Data Breakout at the MLC Community Meeting 2025-03-11

Motivating datasets

  1. What 3-5 datasets would most advance the field if they had rapidly evolving quality?
    a. Public time series datasets of production data (telemetry coming from complex systems such as manufacturing facilities and HPC systems).
    b. A scalable annotated corpus for evaluation of various knowledge extraction tasks (e.g., NER - Named Entity Recognition, Relation Extraction - RE, etc.) that also scales with various expanding context sizes.
    c. Dataset of datasets (700k Croissant datasets analyzed jointly via metadata)
    d. Multi-modal datasets: time series data (telemetry) + textual data (log data) + textual data (knowledge bases).
    e. LLM interaction/ReAct agent datasets e.g. WildChat, AgentBench, etc

                                  i.        MLCommons runs a wildchat-esque site
    
  2. How would you screen out \~100 important datasets with the goal of ensuring and auditing high quality metadata?
    a. Do they use ontology/machine readable semantic representations for domain specific elements?
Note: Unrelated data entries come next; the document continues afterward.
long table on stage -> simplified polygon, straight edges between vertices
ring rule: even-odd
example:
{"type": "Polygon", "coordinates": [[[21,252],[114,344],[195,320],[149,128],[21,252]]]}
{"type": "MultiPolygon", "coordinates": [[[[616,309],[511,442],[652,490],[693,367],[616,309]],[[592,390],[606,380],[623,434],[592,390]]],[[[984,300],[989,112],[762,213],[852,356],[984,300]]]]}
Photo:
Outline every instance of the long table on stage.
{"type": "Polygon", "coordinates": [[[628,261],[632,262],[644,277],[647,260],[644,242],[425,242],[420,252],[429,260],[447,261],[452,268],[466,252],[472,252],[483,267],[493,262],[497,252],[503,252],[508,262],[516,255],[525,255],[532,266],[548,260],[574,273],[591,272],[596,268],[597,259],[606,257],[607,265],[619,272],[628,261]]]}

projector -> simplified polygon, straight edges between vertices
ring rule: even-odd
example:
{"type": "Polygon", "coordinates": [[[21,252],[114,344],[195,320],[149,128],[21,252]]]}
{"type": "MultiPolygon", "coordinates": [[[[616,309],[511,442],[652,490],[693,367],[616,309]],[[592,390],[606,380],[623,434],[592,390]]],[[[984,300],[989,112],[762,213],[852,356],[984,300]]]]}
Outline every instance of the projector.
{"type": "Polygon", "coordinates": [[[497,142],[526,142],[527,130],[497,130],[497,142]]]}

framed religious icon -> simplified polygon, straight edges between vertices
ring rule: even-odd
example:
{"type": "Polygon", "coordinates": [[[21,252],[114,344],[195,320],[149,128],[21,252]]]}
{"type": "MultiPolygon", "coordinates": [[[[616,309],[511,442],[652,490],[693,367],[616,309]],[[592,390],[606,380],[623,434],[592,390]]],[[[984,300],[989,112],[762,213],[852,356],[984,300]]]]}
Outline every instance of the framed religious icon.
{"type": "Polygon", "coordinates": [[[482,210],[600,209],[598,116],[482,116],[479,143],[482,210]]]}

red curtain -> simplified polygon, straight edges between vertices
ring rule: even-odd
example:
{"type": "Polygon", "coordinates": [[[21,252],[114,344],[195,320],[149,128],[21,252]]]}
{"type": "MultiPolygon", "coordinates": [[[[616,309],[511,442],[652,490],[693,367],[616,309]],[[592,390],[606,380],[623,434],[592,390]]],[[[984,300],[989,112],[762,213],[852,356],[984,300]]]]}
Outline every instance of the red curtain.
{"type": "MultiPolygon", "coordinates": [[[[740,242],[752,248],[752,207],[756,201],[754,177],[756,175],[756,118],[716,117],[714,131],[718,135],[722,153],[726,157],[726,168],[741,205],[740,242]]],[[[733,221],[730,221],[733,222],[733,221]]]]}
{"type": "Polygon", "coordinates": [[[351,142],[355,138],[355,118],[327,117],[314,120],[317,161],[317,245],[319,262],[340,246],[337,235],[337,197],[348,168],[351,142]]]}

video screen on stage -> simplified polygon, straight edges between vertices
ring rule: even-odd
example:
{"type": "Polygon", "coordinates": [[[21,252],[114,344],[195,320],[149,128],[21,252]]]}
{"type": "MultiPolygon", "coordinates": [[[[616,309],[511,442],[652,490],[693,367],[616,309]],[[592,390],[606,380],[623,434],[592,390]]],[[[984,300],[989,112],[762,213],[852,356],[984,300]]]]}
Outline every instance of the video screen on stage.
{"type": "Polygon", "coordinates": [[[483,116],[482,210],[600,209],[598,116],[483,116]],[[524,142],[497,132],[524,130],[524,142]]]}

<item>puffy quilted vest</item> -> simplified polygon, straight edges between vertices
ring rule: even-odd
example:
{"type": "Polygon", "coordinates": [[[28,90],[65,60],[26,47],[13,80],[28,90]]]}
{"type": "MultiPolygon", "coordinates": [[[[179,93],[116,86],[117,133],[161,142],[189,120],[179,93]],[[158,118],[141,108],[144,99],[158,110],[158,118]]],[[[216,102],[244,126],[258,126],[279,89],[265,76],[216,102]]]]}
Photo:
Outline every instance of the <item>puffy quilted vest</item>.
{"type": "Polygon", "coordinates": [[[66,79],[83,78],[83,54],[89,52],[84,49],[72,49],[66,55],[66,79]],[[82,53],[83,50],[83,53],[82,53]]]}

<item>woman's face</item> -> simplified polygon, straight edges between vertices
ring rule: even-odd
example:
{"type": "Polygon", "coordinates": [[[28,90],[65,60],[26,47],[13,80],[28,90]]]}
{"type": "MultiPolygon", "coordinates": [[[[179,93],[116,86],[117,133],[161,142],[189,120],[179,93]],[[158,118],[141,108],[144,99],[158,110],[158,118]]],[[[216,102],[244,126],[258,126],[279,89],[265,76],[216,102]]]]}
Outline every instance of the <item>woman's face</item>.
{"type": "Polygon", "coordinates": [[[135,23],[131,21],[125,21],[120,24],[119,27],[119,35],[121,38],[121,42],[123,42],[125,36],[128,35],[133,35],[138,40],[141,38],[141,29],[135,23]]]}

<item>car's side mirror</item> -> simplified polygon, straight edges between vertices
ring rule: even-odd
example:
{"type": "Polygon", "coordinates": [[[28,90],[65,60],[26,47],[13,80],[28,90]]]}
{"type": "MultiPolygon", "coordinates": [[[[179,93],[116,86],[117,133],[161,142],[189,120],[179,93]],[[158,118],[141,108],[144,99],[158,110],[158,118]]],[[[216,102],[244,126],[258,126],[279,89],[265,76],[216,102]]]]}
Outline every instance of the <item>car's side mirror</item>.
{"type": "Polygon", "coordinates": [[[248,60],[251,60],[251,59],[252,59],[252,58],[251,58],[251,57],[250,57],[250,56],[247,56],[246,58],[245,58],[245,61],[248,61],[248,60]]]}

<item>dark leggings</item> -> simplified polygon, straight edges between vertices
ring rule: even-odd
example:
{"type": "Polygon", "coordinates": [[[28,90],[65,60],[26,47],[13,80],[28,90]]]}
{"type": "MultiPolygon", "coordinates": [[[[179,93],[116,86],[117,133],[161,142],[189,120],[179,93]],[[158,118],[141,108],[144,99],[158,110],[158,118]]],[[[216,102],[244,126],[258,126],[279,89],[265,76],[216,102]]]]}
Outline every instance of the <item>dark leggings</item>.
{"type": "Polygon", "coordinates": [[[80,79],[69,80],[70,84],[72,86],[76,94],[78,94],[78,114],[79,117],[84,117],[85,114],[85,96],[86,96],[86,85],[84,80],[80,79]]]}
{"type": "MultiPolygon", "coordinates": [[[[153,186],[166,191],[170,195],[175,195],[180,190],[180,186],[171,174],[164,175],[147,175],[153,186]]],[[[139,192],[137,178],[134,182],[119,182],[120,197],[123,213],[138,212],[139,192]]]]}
Proprietary Datasets of Interest:

  1. The New York Times’ archive.
  2. The comments on YouTube videos.

Formats/Tools

  1. What are the most time consuming data tasks in actual AI development/deployment today?
  2. Semantic annotation/curation using controlled vocabularies, metadata harmonization
  3. Cleaning, data “quality”.
  4. What kind of tools could make those tasks more efficient, and do any, even primitive, examples exist in academia or industry?
  5. OpenREFINE, CEDAR, Protege, Automated Croissant creation using Hugging Face/Kaggle et al
    1. Dataset preparation tools
    2. Dataset annotation tools
    3. Dataset discovery tools
  6. What is the number one thing we could do to accelerate Croissant adoption?
  7. Better tooling for (collaborative, iterative) dataset creation
  8. Is one RAI data format emerging as dominant? If not, which one should? :-)

Licenses

  1. What kind of licensing concerns most typically trip up data use?
  2. Non machine readable license pydescriptions https://ui.adsabs.harvard.edu/abs/2023arXiv231016787L/abstract
  3. What is the most commonly used AI data license type you encounter?
  4. Solution: Can we find a way to encourage data owners to make their data usable for free?
  5. One way would be to educate data owners about algorithms which remove personally identifiable information (that’s one concern they might have).
  6. Internal (private) datasets are usually considered to be valuable assets. Can they be even more valuable once made publicly available (e.g., more researchers working on these problems resulting in better models companies can use later?).

Science

  1. Which are the most active Dynabench sub-communities and what do they have in common?
  2. What are the top 5 big challenge questions in AI data science, which, if answered, would radically advance the field?
  3. Evaluate which algorithms use data minimally-efficiently in order to overcome current data limitations (towards how humans do it). Such benchmarks could control, evaluate and score the amount of data used relative to performance. Eg https://dynabench.org/tasks/tlic (in progress).
  4. Benchmarking algorithm resistance to unbalanced datasets or continuous learning.
  5. Understanding what has been learned and quantifying how data affects the learning.

General Points

  1. Specifically in the area of data valuation, what is the current SOTA?
  2. What would be the best way to get major AI conferences to add data tracks?
  3. What would be the best way to encourage new/existing tracks to focus on "better datasets" rather than "more datasets"?
  4. Knowledge graph of all datasets, benchmarks for metadata coverage

Challenges

  1. How do we make progress in an age of data pollution?
  2. What will plateau progress? How do we address that?
  3. The treatment of developments in AI/ML being silenced by governments because of the power of the technology.
  4. High-quality synthetic data. Why? Real data is not always available, better coverage, more robust ML models.